On the Kabbalist Tree of Life, the path of The Tower connects the sephira Netzach, victory, with Hod, glory or splendor. Hence the Golden Dawn interpretation. Netzach is fiery and emotional, Hod is watery and logical. On the body of God, these two Sephiroth are the thighs, the pillars of the Temple, resolving together in Yesod, the sex and excretory organs.
But each of the Sephiroth is also haunted by its proper demons or Qlippoth. Netzach by the Ghorab Tzerek, the Ravens of Death, and Hod by the Samael, the Poison of God. No one has asked the demons at either level, but there may be just the wee vulnerability here to a sensation of falling, the kind of very steep and out-of-scale fall we find in dreams, a falling more through space than among objects. Though the different Qlippoth can only work each his own sort of evil, activity on the path of The Tower, from Netzach to Hod, seems to’ve resulted in the emergence of a new kind of demon (what, a dialectical Tarot? Yes indeedyfoax! A-and if you don’t think there are Marxist-Leninist magicians around, well you better think again!). The Ravens of Death have now tasted of the Poison of God… but in doses small enough not to sicken but to bring on, like the Amanita muscaria, a very peculiar state of mind… . They have no official name, but they are the Rocket’s guardian demons.
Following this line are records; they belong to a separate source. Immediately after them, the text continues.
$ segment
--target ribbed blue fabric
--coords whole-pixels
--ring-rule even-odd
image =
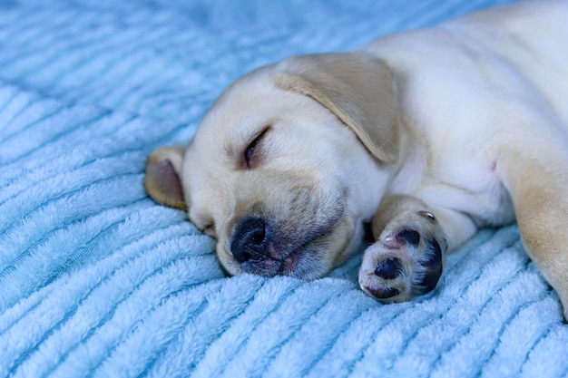
[[[142,186],[246,72],[508,1],[0,1],[0,376],[566,377],[568,325],[514,226],[383,305],[359,258],[225,277]]]

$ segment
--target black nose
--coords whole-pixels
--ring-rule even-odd
[[[260,218],[247,218],[237,225],[230,252],[240,263],[262,260],[268,257],[269,228]]]

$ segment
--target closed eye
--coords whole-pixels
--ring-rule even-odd
[[[247,148],[245,149],[245,151],[244,151],[244,154],[243,154],[245,166],[247,168],[254,168],[254,166],[256,165],[255,164],[255,160],[256,160],[255,152],[258,151],[258,150],[259,150],[259,143],[262,140],[262,137],[264,137],[266,132],[269,131],[269,127],[265,128],[262,131],[258,133],[252,139],[252,141],[250,141],[250,142],[249,142],[249,144],[247,145]]]

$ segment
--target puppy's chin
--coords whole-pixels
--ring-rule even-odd
[[[307,281],[320,278],[332,268],[332,264],[326,259],[325,251],[308,246],[295,251],[281,260],[266,258],[261,261],[247,261],[240,264],[234,259],[221,265],[229,276],[251,274],[266,277],[288,276]]]

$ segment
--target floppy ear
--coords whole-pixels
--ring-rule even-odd
[[[180,179],[184,148],[161,147],[146,160],[144,189],[156,202],[171,208],[186,209],[183,187]]]
[[[303,55],[276,66],[276,86],[309,96],[379,160],[398,158],[398,102],[389,67],[364,52]]]

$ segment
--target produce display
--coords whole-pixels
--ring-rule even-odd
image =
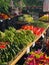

Weissmann is crossed by the Queen of his suit. Perhaps himself, in drag. She is the chief obstacle in his way.
At his foundation is the single sword flaming inside the crown: again, Netzach, victory. In the American deck this card has come down to us as the ace of spades, which is a bit more sinister: you know the silence that falls on the room when it comes up, whatever the game.
Behind him, moving out of his life as an influence, is the 4 or Four of Pentacles, which shows a figure of modest property desperately clutching on to what he owns, four gold coins—this feeb is holding two of them down with his feet, balancing another on his head and holding the fourth tightly against his stomach, which is ulcerous. It is the stationary witch trying to hold her candy house against the host of nibblers out there in the dark.
Moving in, before him, comes a feast of cups, a satiety. Lotta booze and broads for Weissmann coming soon.
Good for him—although in his house he is seen walking away, renouncing eight stacked gold chalices. Perhaps he is to be given only what he must walk away from.
Perhaps it is because in the lees of the night’s last cup is the bitter presence of a woman sitting by a rocky shore, the Two of Swords, alone at the Baltic edge, blindfolded in the moonlight, holding the two blades crossed upon her breasts… the meaning is usually taken as “concord in a state of arms,” a good enough description of the Zone nowadays, and it describes his deepest hopes, or fears.
Himself, as the World sees him: the scholarly young Page of Pentacles, meditating on his magic gold talisman. The Page may also be used to stand for a young girl. But Pentacles describe people of very dark complexion, and so the card almost certainly is Enzian as a young man. And Weissmann may at last, in this limited pasteboard way, have become what he first loved.
The King of Cups, crowning his hopes, is the fair intellectual-king.
If you’re wondering where he’s gone, look among the successful academics, the Presidential advisers, the token intellectuals who sit on boards of directors. He is almost certainly there. Look high, not low.
His future card, the card of what will come, is The World.